Predictive distributions are a Bayesian approach for hypothesis testing similar to the more well known parametric bootstrap method. The goal of predictive distributions is to generate an appropriate null distribution of the desired test statistic, T(•). The test statistic is designed to quantify some aspect of the observed data, X. In the case of character histories this statistic summarizes some aspect of the histories such as a correlation among character states.
The predictive distribution is generated by first sampling the parameters of the evolutionary model and phylogeny, θ, from their posterior distribution, p(θ|X). Given a sample of a predictive or null data set is simulated (see Figure 1 below). This is different from the parametric bootstrap (left side of the Figure 1 below) in that it samples values in proportion to their posterior probability rather than using a single point estimate such as the maximum likelihood estimate. In this way the posterior predictive data sets explicitly accommodate uncertainty in the evolutionary model and phylogeny.
Using these predictive data sets character histories are sampled from which the test statistic is calculated. The test statistics are often evaluated as their posterior expectation and therefore the null data sets and sampled character histories are evaluated over all of the samples from the posterior.
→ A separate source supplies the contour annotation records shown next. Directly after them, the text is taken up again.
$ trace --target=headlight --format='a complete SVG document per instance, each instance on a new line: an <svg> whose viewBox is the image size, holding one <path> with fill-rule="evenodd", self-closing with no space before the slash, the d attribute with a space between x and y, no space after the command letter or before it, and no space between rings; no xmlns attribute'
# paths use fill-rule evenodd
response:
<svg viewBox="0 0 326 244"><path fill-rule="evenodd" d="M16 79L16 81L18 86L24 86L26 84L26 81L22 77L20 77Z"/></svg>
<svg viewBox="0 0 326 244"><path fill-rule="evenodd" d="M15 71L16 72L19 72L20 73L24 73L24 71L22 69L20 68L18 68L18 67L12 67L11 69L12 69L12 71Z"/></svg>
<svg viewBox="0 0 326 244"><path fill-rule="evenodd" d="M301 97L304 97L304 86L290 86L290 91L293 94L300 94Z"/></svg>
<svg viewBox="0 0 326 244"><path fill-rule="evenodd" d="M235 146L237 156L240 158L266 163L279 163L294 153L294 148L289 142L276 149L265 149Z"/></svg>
The practical implications of this is not shown below but can be seen in Figure 4 of Huelsenbeck et al. (Sys. Biol, 2003) - for each null data set character histories are sampled for each topology/model values from the posterior and these are summarized using the test statistic.
How SIMMAP 1.5 evaluates posterior predictive p-values
P-values are determined by where the observed statistic falls within the predictive distribution (tail-area probabilities). This approach asks whether the observed value of ω could have been produced simply by chance, i.e., could a value as extreme as the observed by simply due to the mutational process (essentially a model of neutral evolution that accommodates the mutational biases).
A P-value less than 0.05 or you chosen level of significance indicates significance. When looking for codons under selection it is probably wise to perform a multiple tests correction (such as the FDR) when the number of codons exceeds 10 or so.